The 72-year-old broadcaster has hit back at media reports that said he was very close to dying.

BROADCASTER CLIVE JAMES has criticised media reports in recent days which suggested that he was near death.

The 72-year-old hit out at journalists after quotes from an interview due to be broadcast on BBC Radio 4 this evening were used in a number of articles in newspapers and websites to suggest that he was very close to dying.

“In the radio interview I say that I am getting near the end of my life. Well, at my age everybody is,” James writes in the Daily Telegraph today.

The broadcaster said that the quotes used from the show gave the impression that he was “practically expiring in the arms of the journalist assigned to register my dying breath”. He wrote:

I’m not objecting, because I haven’t got time. In the interview I am represented as saying that I am losing my battle with leukaemia. Well, of course I am. Eventually I must.
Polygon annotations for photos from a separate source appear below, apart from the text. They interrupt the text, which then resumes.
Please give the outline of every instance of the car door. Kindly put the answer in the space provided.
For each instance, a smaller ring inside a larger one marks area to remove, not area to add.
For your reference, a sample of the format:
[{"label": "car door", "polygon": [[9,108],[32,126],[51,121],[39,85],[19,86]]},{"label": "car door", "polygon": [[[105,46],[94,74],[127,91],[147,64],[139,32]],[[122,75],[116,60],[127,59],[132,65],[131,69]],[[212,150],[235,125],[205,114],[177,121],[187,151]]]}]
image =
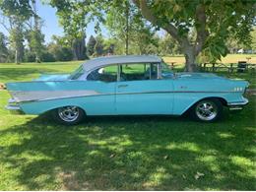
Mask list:
[{"label": "car door", "polygon": [[116,113],[116,81],[117,65],[96,69],[87,76],[84,89],[94,92],[92,96],[87,96],[84,100],[88,115],[113,115]]},{"label": "car door", "polygon": [[[120,66],[116,83],[117,114],[171,114],[172,80],[158,79],[158,64]],[[137,75],[136,75],[137,74]]]}]

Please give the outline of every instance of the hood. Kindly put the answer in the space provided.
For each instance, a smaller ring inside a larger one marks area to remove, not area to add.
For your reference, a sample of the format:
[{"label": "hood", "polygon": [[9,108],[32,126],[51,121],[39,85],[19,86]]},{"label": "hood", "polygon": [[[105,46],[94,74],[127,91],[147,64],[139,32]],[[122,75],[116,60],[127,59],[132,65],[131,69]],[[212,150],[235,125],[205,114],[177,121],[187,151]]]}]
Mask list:
[{"label": "hood", "polygon": [[211,79],[226,79],[224,77],[217,76],[213,73],[192,73],[192,72],[183,72],[183,73],[177,73],[176,76],[178,78],[192,78],[192,79],[205,79],[205,78],[211,78]]},{"label": "hood", "polygon": [[42,74],[34,81],[64,81],[69,79],[70,74]]}]

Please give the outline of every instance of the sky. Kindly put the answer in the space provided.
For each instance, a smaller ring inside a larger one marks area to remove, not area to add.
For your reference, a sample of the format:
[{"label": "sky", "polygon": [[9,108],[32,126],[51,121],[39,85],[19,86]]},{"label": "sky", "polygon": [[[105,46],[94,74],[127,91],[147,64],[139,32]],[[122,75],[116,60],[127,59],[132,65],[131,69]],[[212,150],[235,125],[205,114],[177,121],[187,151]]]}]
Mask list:
[{"label": "sky", "polygon": [[[63,35],[63,29],[58,24],[58,18],[56,16],[56,9],[52,8],[49,5],[41,4],[40,1],[36,1],[37,14],[43,20],[42,26],[42,33],[45,35],[45,42],[49,42],[51,40],[51,36],[53,34]],[[3,32],[6,35],[8,35],[7,31],[0,25],[0,32]],[[95,24],[91,23],[87,27],[87,40],[90,35],[96,35],[95,32]],[[108,36],[108,32],[105,28],[101,27],[101,33],[103,36]]]}]

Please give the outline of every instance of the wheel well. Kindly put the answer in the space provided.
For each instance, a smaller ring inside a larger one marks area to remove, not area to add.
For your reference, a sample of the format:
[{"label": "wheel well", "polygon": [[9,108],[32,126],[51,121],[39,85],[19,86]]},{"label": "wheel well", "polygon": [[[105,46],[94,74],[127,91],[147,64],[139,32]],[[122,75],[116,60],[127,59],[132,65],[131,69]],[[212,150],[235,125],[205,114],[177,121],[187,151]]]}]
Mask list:
[{"label": "wheel well", "polygon": [[[70,105],[65,105],[65,106],[70,106]],[[60,107],[65,107],[65,106],[58,106],[58,107],[52,108],[52,109],[50,109],[50,110],[47,110],[46,112],[52,112],[52,111],[54,111],[54,110],[56,110],[56,109],[58,109],[58,108],[60,108]],[[82,107],[80,107],[80,106],[78,106],[78,105],[72,105],[72,106],[76,106],[76,107],[80,108],[81,110],[84,111],[85,115],[87,115],[87,112],[86,112],[86,110],[85,110],[84,108],[82,108]]]},{"label": "wheel well", "polygon": [[186,114],[187,112],[189,112],[195,106],[196,103],[198,103],[198,102],[200,102],[201,100],[204,100],[204,99],[219,99],[224,106],[227,106],[227,101],[224,98],[219,97],[219,96],[209,96],[209,97],[204,97],[204,98],[201,98],[200,100],[197,100],[183,114]]},{"label": "wheel well", "polygon": [[[222,102],[223,105],[224,105],[224,106],[227,105],[227,101],[226,101],[224,98],[219,97],[219,96],[204,97],[204,98],[198,100],[197,102],[199,102],[199,101],[201,101],[201,100],[204,100],[204,99],[209,99],[209,98],[210,98],[210,99],[212,99],[212,98],[219,99],[219,100]],[[195,103],[197,103],[197,102],[195,102]],[[194,104],[193,104],[193,105],[194,105]]]}]

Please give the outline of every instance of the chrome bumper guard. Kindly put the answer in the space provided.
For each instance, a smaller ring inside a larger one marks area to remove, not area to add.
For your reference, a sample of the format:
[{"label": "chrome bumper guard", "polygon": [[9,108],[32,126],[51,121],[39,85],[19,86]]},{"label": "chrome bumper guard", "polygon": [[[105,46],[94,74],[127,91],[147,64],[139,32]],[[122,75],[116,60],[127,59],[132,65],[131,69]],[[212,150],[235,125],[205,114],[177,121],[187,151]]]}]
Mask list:
[{"label": "chrome bumper guard", "polygon": [[227,106],[229,107],[229,110],[241,110],[242,106],[248,104],[249,100],[247,98],[244,98],[241,102],[229,102],[227,103]]}]

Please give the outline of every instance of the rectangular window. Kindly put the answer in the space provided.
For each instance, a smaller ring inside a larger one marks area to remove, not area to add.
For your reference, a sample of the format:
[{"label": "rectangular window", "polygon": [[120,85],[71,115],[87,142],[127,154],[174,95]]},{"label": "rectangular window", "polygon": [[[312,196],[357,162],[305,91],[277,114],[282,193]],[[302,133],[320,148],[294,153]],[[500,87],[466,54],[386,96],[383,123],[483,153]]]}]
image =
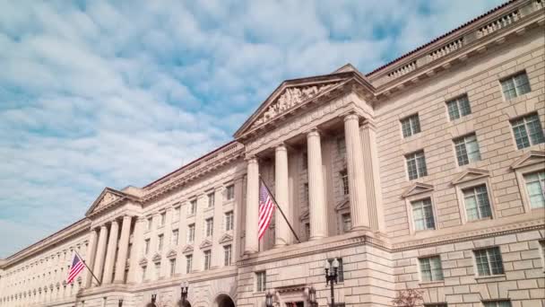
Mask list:
[{"label": "rectangular window", "polygon": [[187,225],[187,243],[195,241],[195,224]]},{"label": "rectangular window", "polygon": [[150,239],[146,239],[143,241],[143,254],[147,255],[150,253]]},{"label": "rectangular window", "polygon": [[479,143],[477,143],[475,134],[455,138],[454,142],[458,165],[462,166],[480,160]]},{"label": "rectangular window", "polygon": [[500,300],[500,301],[489,301],[482,303],[484,307],[511,307],[511,301]]},{"label": "rectangular window", "polygon": [[160,226],[164,226],[165,223],[167,222],[167,213],[163,212],[160,214],[160,218],[159,220],[160,222]]},{"label": "rectangular window", "polygon": [[192,199],[189,202],[189,215],[193,215],[197,212],[197,200]]},{"label": "rectangular window", "polygon": [[516,148],[523,149],[536,144],[545,143],[543,129],[537,113],[511,120]]},{"label": "rectangular window", "polygon": [[467,98],[467,95],[446,101],[446,109],[448,110],[448,118],[450,120],[458,119],[471,113],[470,101]]},{"label": "rectangular window", "polygon": [[165,238],[164,235],[160,234],[157,236],[157,250],[160,251],[163,250],[163,239]]},{"label": "rectangular window", "polygon": [[463,192],[463,203],[469,221],[492,216],[486,185],[464,189],[462,191]]},{"label": "rectangular window", "polygon": [[402,130],[403,137],[408,137],[420,132],[420,120],[419,119],[418,113],[402,119]]},{"label": "rectangular window", "polygon": [[172,231],[172,245],[174,245],[174,246],[177,245],[178,233],[179,233],[179,232],[177,231],[177,229],[175,229]]},{"label": "rectangular window", "polygon": [[176,274],[176,259],[170,259],[170,276]]},{"label": "rectangular window", "polygon": [[235,185],[227,186],[227,200],[235,199]]},{"label": "rectangular window", "polygon": [[[327,259],[329,262],[329,272],[333,272],[334,259]],[[342,268],[342,259],[337,258],[339,268],[337,268],[337,281],[342,283],[344,281],[344,268]]]},{"label": "rectangular window", "polygon": [[352,218],[350,214],[343,214],[341,215],[342,219],[342,232],[348,232],[352,229]]},{"label": "rectangular window", "polygon": [[191,273],[193,269],[193,255],[186,256],[186,273]]},{"label": "rectangular window", "polygon": [[207,218],[206,219],[206,236],[210,237],[212,235],[214,231],[214,220],[213,218]]},{"label": "rectangular window", "polygon": [[160,278],[160,262],[155,264],[155,279]]},{"label": "rectangular window", "polygon": [[423,282],[443,280],[443,268],[439,256],[420,258],[420,276]]},{"label": "rectangular window", "polygon": [[232,211],[227,212],[225,214],[225,231],[226,232],[233,230],[233,222],[234,222],[233,218],[234,218],[234,215],[233,215]]},{"label": "rectangular window", "polygon": [[500,83],[504,96],[507,101],[530,92],[530,83],[525,72],[514,75]]},{"label": "rectangular window", "polygon": [[473,250],[477,274],[480,276],[504,274],[504,265],[498,247]]},{"label": "rectangular window", "polygon": [[232,258],[232,248],[230,245],[226,245],[223,247],[223,265],[230,266],[231,265],[231,258]]},{"label": "rectangular window", "polygon": [[214,206],[214,193],[208,193],[208,207],[212,208],[212,206]]},{"label": "rectangular window", "polygon": [[436,229],[436,223],[433,217],[433,207],[431,206],[431,198],[413,201],[411,203],[412,206],[412,220],[414,221],[414,230]]},{"label": "rectangular window", "polygon": [[255,291],[261,292],[267,289],[267,275],[265,271],[255,272]]},{"label": "rectangular window", "polygon": [[405,155],[407,161],[407,172],[409,180],[428,176],[428,169],[426,168],[426,156],[424,151],[420,150],[416,153]]},{"label": "rectangular window", "polygon": [[524,181],[531,207],[545,207],[545,171],[524,174]]},{"label": "rectangular window", "polygon": [[350,190],[348,185],[348,171],[346,170],[341,171],[341,180],[342,182],[342,194],[349,195]]},{"label": "rectangular window", "polygon": [[210,269],[212,264],[212,251],[204,250],[204,269]]}]

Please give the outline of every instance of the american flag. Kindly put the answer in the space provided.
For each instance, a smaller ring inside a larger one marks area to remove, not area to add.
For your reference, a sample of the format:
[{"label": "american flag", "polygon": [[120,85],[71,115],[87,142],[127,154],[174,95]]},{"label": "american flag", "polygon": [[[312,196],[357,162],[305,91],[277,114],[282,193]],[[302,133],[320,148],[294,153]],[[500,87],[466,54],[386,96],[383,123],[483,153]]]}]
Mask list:
[{"label": "american flag", "polygon": [[70,272],[68,272],[66,283],[72,283],[74,278],[75,278],[84,268],[85,265],[83,264],[83,260],[82,260],[78,254],[74,254],[74,259],[72,260],[72,267],[70,267]]},{"label": "american flag", "polygon": [[274,207],[276,204],[265,186],[265,183],[263,180],[260,180],[260,188],[259,188],[259,223],[257,224],[257,235],[258,240],[261,240],[264,234],[265,234],[265,230],[269,227],[271,224],[271,219],[272,218],[272,213],[274,213]]}]

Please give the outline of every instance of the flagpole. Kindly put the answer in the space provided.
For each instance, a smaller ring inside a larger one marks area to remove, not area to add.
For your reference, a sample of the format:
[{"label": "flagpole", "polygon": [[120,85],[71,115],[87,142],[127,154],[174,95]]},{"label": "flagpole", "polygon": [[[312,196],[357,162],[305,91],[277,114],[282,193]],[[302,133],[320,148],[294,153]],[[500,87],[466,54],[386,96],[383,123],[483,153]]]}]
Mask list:
[{"label": "flagpole", "polygon": [[290,222],[288,222],[288,219],[286,218],[286,215],[284,215],[284,212],[282,211],[282,208],[281,208],[280,205],[278,205],[276,198],[274,198],[274,196],[272,195],[272,193],[271,193],[269,187],[267,187],[267,185],[265,184],[265,181],[263,180],[263,178],[261,178],[261,175],[259,175],[259,180],[261,180],[261,182],[263,182],[263,185],[265,186],[265,189],[267,189],[267,192],[269,192],[269,195],[271,196],[271,197],[272,197],[272,201],[274,202],[274,204],[277,205],[276,207],[278,208],[280,213],[282,215],[282,217],[284,218],[284,221],[286,221],[286,224],[288,224],[288,226],[290,226],[290,229],[291,230],[291,232],[295,236],[295,239],[297,239],[297,241],[300,243],[301,241],[299,240],[299,237],[298,237],[297,233],[295,233],[293,227],[291,227],[291,224],[290,224]]},{"label": "flagpole", "polygon": [[97,278],[97,276],[95,276],[91,268],[89,268],[89,267],[87,267],[87,263],[85,263],[85,260],[83,260],[83,258],[82,256],[80,256],[80,254],[75,250],[74,250],[74,252],[75,252],[75,254],[80,258],[80,259],[82,259],[82,262],[83,262],[83,265],[85,266],[85,268],[87,268],[87,269],[89,270],[89,273],[91,273],[91,275],[95,278],[97,283],[99,283],[99,285],[100,285],[100,284],[101,284],[100,281],[99,281],[99,278]]}]

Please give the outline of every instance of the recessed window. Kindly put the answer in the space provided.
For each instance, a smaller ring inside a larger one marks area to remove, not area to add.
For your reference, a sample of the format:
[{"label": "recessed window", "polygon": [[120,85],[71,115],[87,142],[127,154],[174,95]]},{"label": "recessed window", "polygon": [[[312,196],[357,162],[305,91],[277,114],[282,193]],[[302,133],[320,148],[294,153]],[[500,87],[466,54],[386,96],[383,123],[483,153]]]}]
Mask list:
[{"label": "recessed window", "polygon": [[420,276],[423,282],[443,280],[443,268],[441,267],[441,258],[439,256],[420,258]]},{"label": "recessed window", "polygon": [[189,201],[189,215],[193,215],[197,212],[197,200],[192,199]]},{"label": "recessed window", "polygon": [[428,176],[428,169],[426,167],[426,157],[424,151],[419,151],[405,155],[407,161],[407,172],[409,180]]},{"label": "recessed window", "polygon": [[210,269],[212,267],[212,251],[204,250],[204,269]]},{"label": "recessed window", "polygon": [[524,174],[526,192],[532,208],[545,207],[545,171]]},{"label": "recessed window", "polygon": [[195,241],[195,224],[187,225],[187,243]]},{"label": "recessed window", "polygon": [[235,199],[235,185],[231,184],[225,189],[227,189],[227,200]]},{"label": "recessed window", "polygon": [[471,114],[471,108],[470,107],[470,101],[467,95],[446,101],[446,109],[448,110],[450,120],[458,119],[468,114]]},{"label": "recessed window", "polygon": [[498,247],[473,250],[477,274],[480,276],[504,274],[504,265]]},{"label": "recessed window", "polygon": [[211,218],[207,218],[205,222],[206,222],[206,236],[210,237],[213,233],[214,220],[213,220],[213,218],[211,217]]},{"label": "recessed window", "polygon": [[233,230],[233,220],[234,220],[234,215],[233,215],[232,211],[225,213],[225,231],[226,232]]},{"label": "recessed window", "polygon": [[186,273],[187,273],[187,274],[191,273],[192,269],[193,269],[193,255],[186,255]]},{"label": "recessed window", "polygon": [[482,303],[484,307],[511,307],[511,301],[501,300],[501,301],[488,301]]},{"label": "recessed window", "polygon": [[523,149],[545,143],[543,129],[537,113],[511,120],[516,148]]},{"label": "recessed window", "polygon": [[265,271],[255,272],[255,291],[261,292],[267,289],[267,275]]},{"label": "recessed window", "polygon": [[485,184],[464,189],[462,192],[469,221],[492,216],[489,192]]},{"label": "recessed window", "polygon": [[412,206],[412,220],[414,221],[415,230],[436,229],[431,198],[411,202],[411,206]]},{"label": "recessed window", "polygon": [[420,132],[419,115],[414,114],[402,119],[402,131],[403,132],[403,137],[408,137]]},{"label": "recessed window", "polygon": [[530,92],[530,83],[525,72],[505,78],[500,83],[504,97],[507,101]]},{"label": "recessed window", "polygon": [[212,208],[212,206],[214,206],[214,193],[208,193],[207,195],[208,197],[208,207]]},{"label": "recessed window", "polygon": [[465,165],[480,160],[479,143],[475,134],[458,137],[454,140],[458,165]]},{"label": "recessed window", "polygon": [[223,265],[224,266],[230,266],[231,265],[231,259],[232,259],[232,255],[233,255],[233,249],[231,247],[231,245],[226,245],[223,247]]}]

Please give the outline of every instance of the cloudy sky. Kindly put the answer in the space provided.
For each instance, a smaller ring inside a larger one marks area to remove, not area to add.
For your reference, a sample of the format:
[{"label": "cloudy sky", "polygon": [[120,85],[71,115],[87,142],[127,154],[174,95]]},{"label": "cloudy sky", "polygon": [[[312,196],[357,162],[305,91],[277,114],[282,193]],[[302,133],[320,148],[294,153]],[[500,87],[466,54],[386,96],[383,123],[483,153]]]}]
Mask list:
[{"label": "cloudy sky", "polygon": [[0,0],[0,258],[230,140],[282,80],[369,72],[500,3]]}]

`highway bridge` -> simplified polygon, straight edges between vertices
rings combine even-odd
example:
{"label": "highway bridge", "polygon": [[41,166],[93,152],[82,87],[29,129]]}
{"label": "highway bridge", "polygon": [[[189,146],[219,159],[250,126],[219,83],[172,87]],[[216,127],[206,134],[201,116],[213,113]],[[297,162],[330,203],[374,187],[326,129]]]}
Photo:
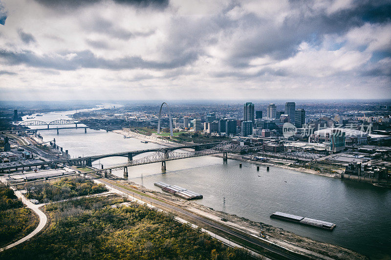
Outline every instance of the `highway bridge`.
{"label": "highway bridge", "polygon": [[[15,171],[16,171],[18,169],[19,170],[20,169],[24,170],[25,169],[31,169],[31,168],[34,167],[38,168],[38,167],[44,167],[45,166],[56,166],[58,164],[63,163],[69,163],[69,164],[77,165],[77,166],[91,166],[92,163],[93,161],[103,158],[107,158],[109,157],[126,157],[128,159],[128,161],[130,162],[133,160],[133,156],[143,154],[145,153],[149,153],[153,152],[154,152],[155,153],[162,153],[162,154],[166,154],[167,155],[167,156],[168,156],[170,154],[171,152],[172,152],[175,150],[182,149],[185,148],[192,148],[192,149],[194,149],[195,151],[198,151],[203,149],[210,148],[214,146],[218,145],[220,144],[220,143],[219,142],[211,143],[205,143],[205,144],[197,144],[191,145],[178,146],[174,147],[164,147],[164,148],[158,148],[153,149],[148,149],[145,150],[140,150],[138,151],[130,151],[123,152],[121,153],[114,153],[111,154],[93,155],[91,156],[87,156],[85,157],[80,157],[78,158],[73,158],[73,159],[67,158],[65,159],[59,159],[58,160],[42,161],[35,163],[31,163],[29,164],[24,164],[23,165],[10,165],[9,166],[7,165],[6,167],[2,167],[1,168],[0,168],[0,172],[1,172],[1,173],[4,173],[4,172],[10,173],[11,170],[14,170]],[[172,157],[173,156],[173,154],[172,154],[171,155]],[[68,156],[69,155],[67,155]],[[174,157],[173,157],[172,159],[169,159],[168,158],[166,160],[174,160]],[[177,159],[181,159],[181,158],[178,158]],[[138,162],[137,164],[134,164],[133,165],[139,165],[140,164],[145,164],[145,163],[140,163],[140,162]],[[128,166],[132,166],[132,165],[129,165]]]}

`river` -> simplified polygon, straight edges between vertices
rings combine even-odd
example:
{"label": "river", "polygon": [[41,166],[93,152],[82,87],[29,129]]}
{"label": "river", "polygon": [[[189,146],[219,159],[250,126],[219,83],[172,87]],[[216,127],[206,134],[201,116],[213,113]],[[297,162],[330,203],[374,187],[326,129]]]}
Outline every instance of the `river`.
{"label": "river", "polygon": [[[75,111],[44,114],[34,120],[49,122],[69,119]],[[26,117],[23,117],[23,120]],[[42,126],[31,128],[42,128]],[[60,130],[41,132],[44,141],[56,139],[57,145],[72,157],[111,153],[161,147],[106,130]],[[140,155],[135,158],[145,156]],[[105,167],[127,161],[122,157],[102,159],[93,164]],[[391,190],[369,183],[334,179],[294,170],[256,166],[221,158],[203,156],[129,167],[129,180],[142,182],[159,191],[153,183],[163,181],[203,195],[196,201],[218,210],[226,197],[226,211],[316,240],[336,244],[369,256],[372,259],[391,258]],[[96,165],[98,167],[98,165]],[[122,171],[113,172],[123,177]],[[260,177],[259,177],[260,176]],[[276,211],[331,222],[332,231],[273,220]]]}

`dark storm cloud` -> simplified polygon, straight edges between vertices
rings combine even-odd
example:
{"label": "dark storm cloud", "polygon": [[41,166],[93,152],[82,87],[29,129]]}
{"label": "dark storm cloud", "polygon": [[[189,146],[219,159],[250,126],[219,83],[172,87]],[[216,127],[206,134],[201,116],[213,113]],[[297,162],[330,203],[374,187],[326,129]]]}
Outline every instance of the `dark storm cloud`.
{"label": "dark storm cloud", "polygon": [[[102,0],[35,0],[50,8],[73,9],[100,3]],[[120,4],[130,4],[136,7],[164,9],[168,6],[168,0],[113,0]]]}
{"label": "dark storm cloud", "polygon": [[[120,70],[135,68],[166,69],[184,66],[196,60],[193,54],[184,55],[171,61],[148,61],[138,56],[113,60],[97,57],[90,51],[69,52],[64,55],[36,55],[31,51],[14,52],[0,50],[0,58],[9,65],[25,64],[28,66],[74,70],[82,68]],[[68,55],[66,56],[65,55]]]}
{"label": "dark storm cloud", "polygon": [[25,43],[28,44],[30,42],[36,42],[37,41],[32,34],[25,33],[22,29],[18,31],[18,34],[19,35],[21,40]]}
{"label": "dark storm cloud", "polygon": [[328,15],[317,15],[309,1],[293,1],[293,9],[299,16],[285,18],[279,27],[266,19],[248,14],[239,22],[239,29],[245,33],[237,42],[227,62],[234,67],[246,67],[255,57],[268,55],[282,60],[294,55],[303,42],[318,45],[325,34],[342,35],[366,22],[382,23],[391,19],[391,1],[357,1],[352,8]]}
{"label": "dark storm cloud", "polygon": [[86,40],[87,43],[91,47],[97,48],[98,49],[109,49],[109,44],[106,41],[103,40]]}
{"label": "dark storm cloud", "polygon": [[7,19],[7,13],[5,8],[0,2],[0,24],[5,24],[5,20]]}
{"label": "dark storm cloud", "polygon": [[86,30],[98,32],[123,40],[128,40],[135,37],[149,36],[154,33],[154,31],[146,32],[130,32],[116,26],[113,22],[102,18],[96,19],[92,24],[86,23],[83,24],[82,26]]}
{"label": "dark storm cloud", "polygon": [[11,72],[10,71],[7,71],[6,70],[0,70],[0,75],[16,75],[17,73],[15,72]]}

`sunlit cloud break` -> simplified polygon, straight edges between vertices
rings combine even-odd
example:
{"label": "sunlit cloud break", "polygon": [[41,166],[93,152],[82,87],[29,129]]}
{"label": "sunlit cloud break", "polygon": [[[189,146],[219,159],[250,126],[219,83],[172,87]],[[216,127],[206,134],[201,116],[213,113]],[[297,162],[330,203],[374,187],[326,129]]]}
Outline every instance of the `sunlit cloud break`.
{"label": "sunlit cloud break", "polygon": [[0,97],[390,98],[390,14],[381,0],[2,0]]}

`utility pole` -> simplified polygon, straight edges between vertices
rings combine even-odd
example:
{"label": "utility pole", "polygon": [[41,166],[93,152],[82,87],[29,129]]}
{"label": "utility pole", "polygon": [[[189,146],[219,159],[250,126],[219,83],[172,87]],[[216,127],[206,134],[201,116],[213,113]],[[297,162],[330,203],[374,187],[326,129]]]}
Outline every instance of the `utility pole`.
{"label": "utility pole", "polygon": [[225,197],[223,197],[223,217],[221,218],[221,220],[223,221],[227,221],[227,219],[225,218]]}

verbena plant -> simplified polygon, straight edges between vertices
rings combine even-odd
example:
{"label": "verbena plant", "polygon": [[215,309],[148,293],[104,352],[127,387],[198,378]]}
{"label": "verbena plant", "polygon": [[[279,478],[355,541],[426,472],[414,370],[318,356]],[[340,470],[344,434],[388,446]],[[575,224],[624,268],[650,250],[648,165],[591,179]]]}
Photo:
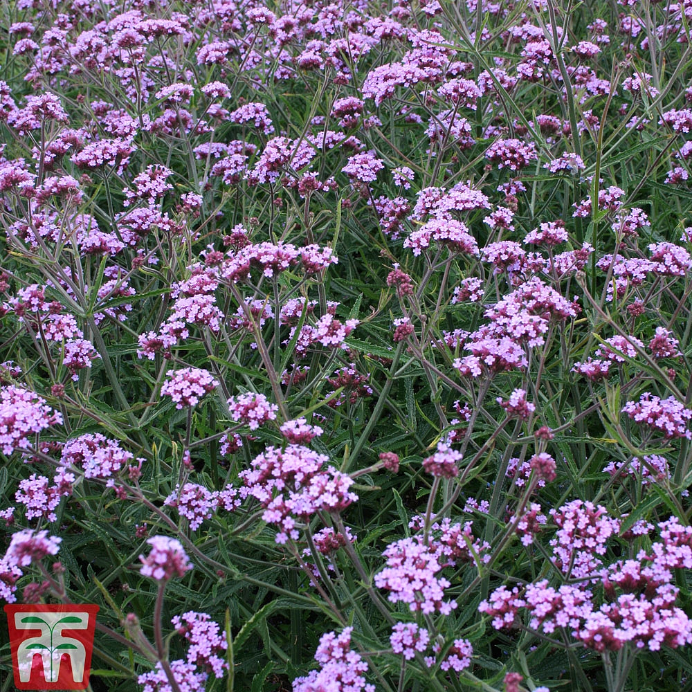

But the main thrust of the broadcast is, I can assure you, quite merry.

James says that his chief aim is to “live longer so that I can do more”.

He said  that the quotes attributed to him had been accurate but the context was missing.

“What I might say for the radio, where the tone of voice is under my control, would not be the same thing as I might say to a newspaper journalist, where the tone of voice is more under his control than under mine,” he wrote.

Quotes from the interview in which James said he was “getting near the end” and had become a “recluse” as he dealt with serious illness were used in articles around the world ahead of the radio show.

The writer and critic, who is Australian but has lived in Britain for the past fifty one years, rose to prominence for his TV work and his writings about television and literature.